The way to know when a virtuous cycle is ready to take hold is to monitor good leading indexes that can foresee when this dynamic will be ready to gain traction. 

Since we discussed in early April why this recession would logically be quite short, have provided objective support for our thesis that this will turn out to be an unusually short recession. Specifically, ou💛r Weekly Leading Index (WLI) has now risen for ten straight weeks from its March low, following a nine-week plunge.

Chart courtesy ECRI
Chart courtesy ECRI.

That upturn goes well beyond the equity market to leading indicators of the real economy. Most importantly, ECRI’s recovery call is based not just on this publicly-available index, but textbook sequential adva🌸nces in the entire array of leading indexes we use for economic cycle forecasting.

Some might protest that other well-known leading indexes, like the Conference Board’s Index of Leading Economic Indicators (LEI), are still falling. And the OECD’s Composite Leading Index (CLI) – released in June – has only just shown its first uptick. That’s in terms of their real-time performance. 

Chart courtesy ECRI
Chart courtesy ECRI.

For example, right after ECRI predicted in April 2009 that the recession would end by that summer, the Conference Board said that there was “no reason to think” that it would, given that the LEI hadn’t risen since June 2008. And the OECD CLI’s real-time performance wasn’t much better: it wasn’t until its June 2009 release – five months after ECRI’s U.S. Long Lead🌱ing Index first displayed a potential trough, and two months after the WLI had done so – that the CLI ticked up. 

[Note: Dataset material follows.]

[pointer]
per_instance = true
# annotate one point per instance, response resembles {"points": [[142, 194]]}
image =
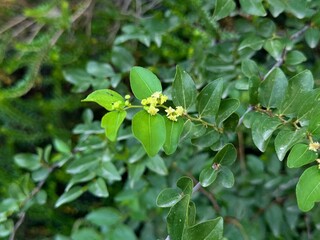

That real-time history is important because the pattern seems to be repeating today. As Yogi Berra said, "it's like déjà vu all over again." 

Stock Prices Bottom Before Business Cycles

Certainly, the Fed’s 澳洲幸运5开奖号码历史查询:highly accommodat🎉ive monetary policy and backstopping of credit markets have helped to bolster securities prices. But if we’re right that the end of the recession is at hand, it makes perfect sense – in terms of cyclical timing – for stock prices to have turned up in late March, because stock price troughs always lead 澳洲幸运5开奖号码历史查询:business cycle troughs, turning up before a recession has ended. This is the cyclical equivalent of buying when there’s blood in the water. Please recall that equities als♋o bottomed in March 2009, when all the talk was of Depression, three months before the Great Recess൲ion ended in June 2009.

Chart courtesy ECRI
Chart courtesy ECRI.

The recovery from that recession was accompanied by a cyclical upturn in economic growth – a grওowth rate cycle (GRC) upturn – that continued apace well into 2010. So stock prices kept rising. 

But♉ the recovery from the 2001 recession presents a very different scenario. During that episode, the recession ended in November 2001, and the S&P 500 turned up the week after the 9/11 attacks. But, after initially rallying over 20% through early January 2002, it turned down, plunging to a lower low by October 2002, far below the September low that anticipated the end of the 2001 recession. 

What happened was that a fresh slowdown in economic growth – a new GRC downturn – started in mid-2002. That prospect was enough to trigger a new stock price downturn. That it fell well below September 2001 levels had to do with the extreme overvaluation of equities in the 澳洲幸运5开奖号码历史查询:dotcom boom that hadn’t been fully squeez🃏e༒d out earlier. 

2009-10, or 2001-02?

So, the key question today is, are we in for a 2009-10 scenario, when stock prices essentially kept rising? Or are we facing a 2001-02 scenario, where we’ll have a fresh GRC downturn, possibly brought on by an unexpectedly large spike in infections or a second wa🔯ve of the pandemic that heightens fear or uncertainty, or a fresh round of job 🤪losses later this year? 

It’s too soon to tell, but this will be the question everyone wrestles with over the summer and into the fall. From our cyclical perspective, if such a fresh slowdown were to appear on the horizon after a recovery begi𒁏ns, as in 2002, our leading inde🐻xes will flag that promptly.

[ECRI co-founder, Anirvan Banerji contributed to this column.]